19
JESS TAMBLYN
Un jet lumineux s’éleva de l’océan bouillonnant de l’étoile incandescente, magnifique… et mortelle.
— Plus près, lança avec enthousiasme l’ingénieur à Jess Tamblyn, incapable de détourner les yeux du spectacle. On peut s’approcher beaucoup plus près.
Bien qu’il soit couvert de sueur, Jess fit confiance à l’intuition de son compagnon.
— Si c’est ce qu’on doit faire…
Il envoya une brève prière silencieuse au Guide Lumineux, puis fit ce que l’homme demandait.
Kotto Okiah n’avait qu’une conception théorique des dangers réels, mais savait évaluer les risques et les tolérances mieux que n’importe quel Vagabond. Il avait déjà créé quatre colonies dans des environnements extrêmes.
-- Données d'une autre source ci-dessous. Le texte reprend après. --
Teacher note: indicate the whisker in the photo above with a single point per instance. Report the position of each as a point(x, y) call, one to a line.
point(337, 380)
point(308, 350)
Si le plus jeune fils de l’Oratrice n’avait pas su ce qu’il faisait, des dizaines de milliers de Vagabonds auraient déjà péri.
Tandis que le vaisseau cuirassé s’approchait avec précaution de la tempête solaire, Kotto partageait son attention entre la fenêtre à verre filtrant et les scanners à spectre étroit. Avec sa brosse de cheveux bruns et ses yeux semblables à des boutons gris-bleu, l’ingénieur avait l’air d’un enfant couvert de cadeaux extraordinaires.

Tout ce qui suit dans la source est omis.